National head of mentorship, Association of South African Black Actuarial Professionals
‘The road to qualifying as an actuary is gruelling and requires an incredible amount of tenacity and hard work, no matter how intelligent you are,” says one of the 66 black African qualified actuaries on the continent, Malizole Mdlekeza. In his current role as the national head of mentorship for the Association of South African Black Actuarial Professionals, Malizole spends his time helping other young black South Africans break into what’s arguably one of the most difficult professions.
He completed his undergraduate studies at the University of Cape Town, and says that being at university opened the world up by exposing him to better career possibilities. He’s an evangelist on the diversity and variety of the skill set possessed by actuaries, skills that he believes are applicable to a range of areas within the financial services. He says he’s often surprised at how unaware the broader market is of this, and makes a mission of proving it otherwise.
As chairman of the Actuarial Society of South Africa Alternative Investment Committee, he has pioneered alternative investments — such as hedge funds, private equity, infrastructure investing and public sector related investments — within the actuarial profession and the South African investment market. He considers this field of investment to be specialised and a bit underdeveloped, another area within the actuarial profession that he has made his mission to raise awareness about, both within the profession and to the general investment market.
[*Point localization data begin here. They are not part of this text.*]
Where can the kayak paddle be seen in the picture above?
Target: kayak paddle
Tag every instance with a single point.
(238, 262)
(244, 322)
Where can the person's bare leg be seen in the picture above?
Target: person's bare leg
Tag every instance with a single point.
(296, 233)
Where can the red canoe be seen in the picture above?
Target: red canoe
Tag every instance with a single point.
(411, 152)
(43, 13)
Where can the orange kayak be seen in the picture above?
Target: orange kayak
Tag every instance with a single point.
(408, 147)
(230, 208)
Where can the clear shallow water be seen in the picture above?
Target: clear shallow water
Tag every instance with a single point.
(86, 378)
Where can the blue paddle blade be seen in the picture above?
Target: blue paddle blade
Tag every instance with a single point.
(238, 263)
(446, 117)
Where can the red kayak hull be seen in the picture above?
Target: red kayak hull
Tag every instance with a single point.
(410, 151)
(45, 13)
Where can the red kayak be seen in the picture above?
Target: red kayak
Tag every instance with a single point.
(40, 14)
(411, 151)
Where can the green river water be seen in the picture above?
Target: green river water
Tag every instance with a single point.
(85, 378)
He believes that there is a huge lack of support for young people who excel at what they do in South Africa. In this country to get anywhere, “you really have to fight uphill battles, power through things and navigate uncharted territories”, he says.
He aims to leave behind a legacy of having contributed to the overall development of the profession in South Africa by helping more people from disadvantaged backgrounds break into the profession. “Seeing those who have benefited from mentorship on their road to passing exams, getting their degrees and eventually qualifying as actuaries has to be the main highlight of doing this work.”